Monthly sales of a particular personal computer are expected to decline at the following rate of $S^{\prime}(t)$ computers per month, where $t$ is time in months and $S(t)$ is the number of computers sold each month.
\[
S^{\prime}(t)=-10 t^{\frac{2}{3}}
\]
The company plans to stop manufacturing this computer when monthly sales reach 800 computers. If monthly sales now $(t=0)$ are 1,340 computers, find $S(t)$. How long will the company continue to manufacture this computer?

Step 1 ：Given the rate of decline of sales $S^{\prime}(t)=-10 t^{\frac{2}{3}}$, we can find the function $S(t)$ by integrating $S^{\prime}(t)$ with respect to $t$.
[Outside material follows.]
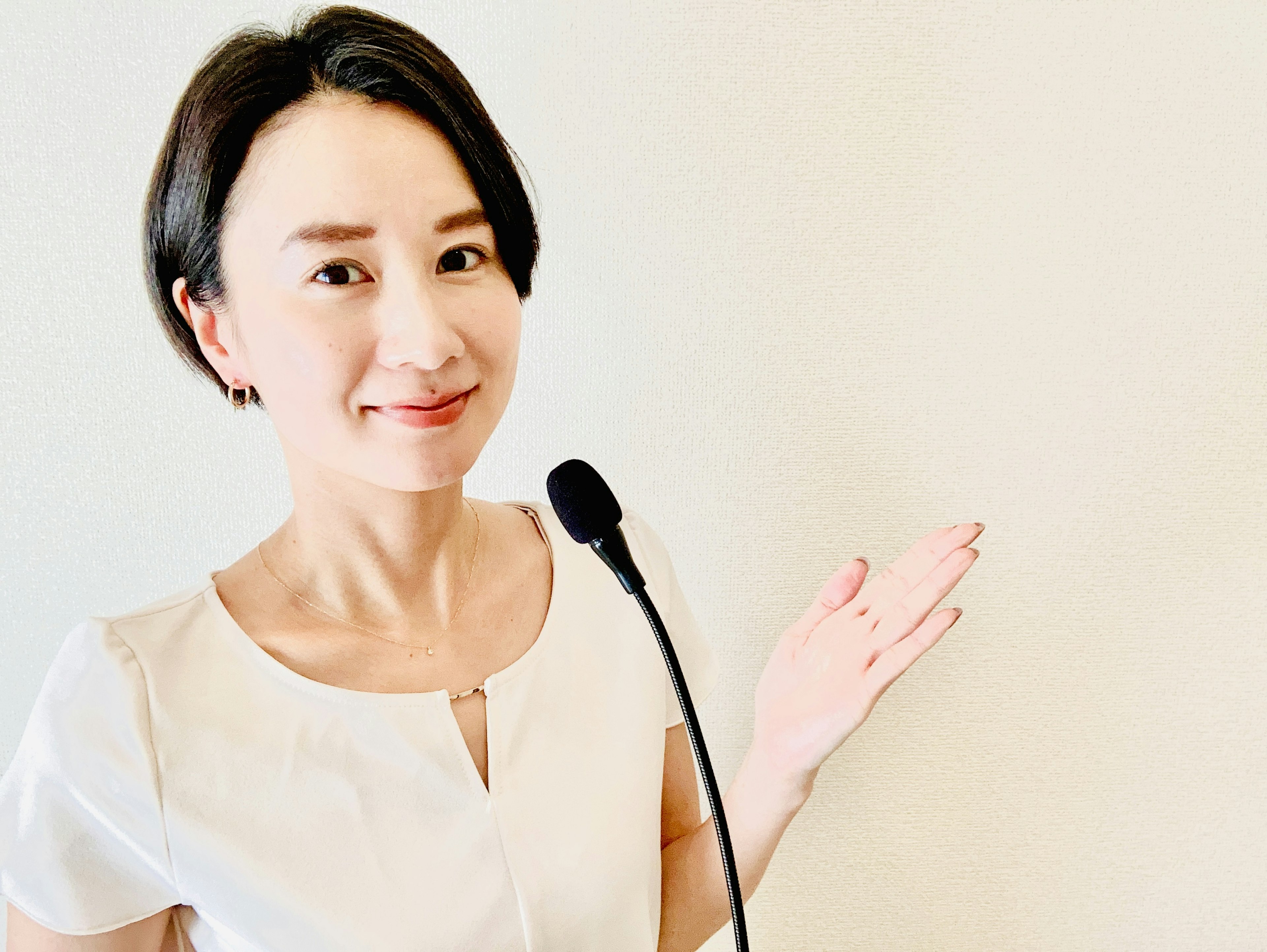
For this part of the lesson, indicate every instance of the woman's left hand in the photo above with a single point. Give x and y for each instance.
(830, 667)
Step 2 ：The integral of $-10 t^{\frac{2}{3}}$ with respect to $t$ is $-30 t^{\frac{5}{3}} + C$, where $C$ is the constant of integration.

Step 3 ：We know that at $t=0$, $S(0)=1340$ computers. We can use this information to find the value of $C$.

Step 4 ：Substituting $t=0$ and $S(0)=1340$ into the equation $S(t)=-30 t^{\frac{5}{3}} + C$, we get $C=1340$.

Step 5 ：So, the function $S(t)$ is $S(t)=-30 t^{\frac{5}{3}} + 1340$.

Step 6 ：The company plans to stop manufacturing this computer when monthly sales reach 800 computers. So, we need to solve the equation $S(t)=800$ for $t$.

Step 7 ：Substituting $S(t)=800$ into the equation $S(t)=-30 t^{\frac{5}{3}} + 1340$, we get $-30 t^{\frac{5}{3}} + 1340 = 800$.

Step 8 ：Solving this equation for $t$, we get $t=\left(\frac{540}{30}\right)^{\frac{3}{5}}$.

Step 9 ：Calculating the value of $t$, we get $t=\boxed{3.42}$ months.